The clock is ticking for owners of unregistered and unwanted guns in the Orana region to surrender their weapons without facing a penalty.
Authorities announced a national firearms amnesty to run from July 1 to September 30.
Within a fortnight some unregistered guns have already been handed over in the Orana Local Area Command, Inspector Jason Pietruszka said.
But police anticipate a further influx before the end of the amnesty.
“We have had a number of firearms handed in, from old rusted relics to current firearms,” Inspector Pietruszka said.
He urged people to take the opportunity of the amnesty to hand in any unregistered or decommissioned firearms, or if they were required, proceed to register them.

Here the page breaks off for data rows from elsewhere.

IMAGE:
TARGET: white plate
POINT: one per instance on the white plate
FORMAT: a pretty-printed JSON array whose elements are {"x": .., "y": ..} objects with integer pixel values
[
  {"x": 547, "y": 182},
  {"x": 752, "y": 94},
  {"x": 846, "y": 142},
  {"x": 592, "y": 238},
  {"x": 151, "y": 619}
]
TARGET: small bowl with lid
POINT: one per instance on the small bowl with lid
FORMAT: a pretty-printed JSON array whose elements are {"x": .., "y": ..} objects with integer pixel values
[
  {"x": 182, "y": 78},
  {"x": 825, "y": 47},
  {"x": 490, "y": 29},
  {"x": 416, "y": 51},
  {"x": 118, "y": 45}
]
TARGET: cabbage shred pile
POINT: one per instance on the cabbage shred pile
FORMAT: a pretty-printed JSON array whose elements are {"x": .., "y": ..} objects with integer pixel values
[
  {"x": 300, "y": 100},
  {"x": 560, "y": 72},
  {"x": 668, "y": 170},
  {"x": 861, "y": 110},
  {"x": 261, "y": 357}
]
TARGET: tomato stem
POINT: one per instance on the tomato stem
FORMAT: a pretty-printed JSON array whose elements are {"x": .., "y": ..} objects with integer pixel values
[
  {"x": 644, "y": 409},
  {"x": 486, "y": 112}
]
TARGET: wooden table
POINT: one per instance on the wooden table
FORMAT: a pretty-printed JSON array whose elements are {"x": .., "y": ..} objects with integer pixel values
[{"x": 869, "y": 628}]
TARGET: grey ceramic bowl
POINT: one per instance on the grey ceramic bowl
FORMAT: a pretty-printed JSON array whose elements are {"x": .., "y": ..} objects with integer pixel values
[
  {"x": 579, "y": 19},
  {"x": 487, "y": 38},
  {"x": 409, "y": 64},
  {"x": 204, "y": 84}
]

Sometimes the weapons were handed down as heirlooms, he said.
We have had a number of firearms handed in, from old rusted relics to current firearms.
People wishing to hand in an unregistered firearm can take it to a police station or to a licensed firearm dealer.
Possession of unregistered or prohibited firearms is a criminal offence, however amnesty arrangements provide protection from prosecution.
“Now is the time,” Inspector Pietruszka said.
As the amnesty was announced in June, Deputy Commissioner regional NSW field operations Gary Worboys said gun theft was a major concern for NSW Police, particularly in regional areas.
“NSW Police is committed to stopping firearms falling into the hands of criminals,” Deputy Commissioner Worboys said.
“Too many firearms are not stored securely, making them an easy target for thieves to steal multiple firearms during break-and-enters, particularly at rural properties.”
Outside the amnesty period, the maximum penalty for possessing three or more unregistered guns is 10 years in prison, but that jumps to 20 years if one or more of the guns is a prohibited firearm or a pistol.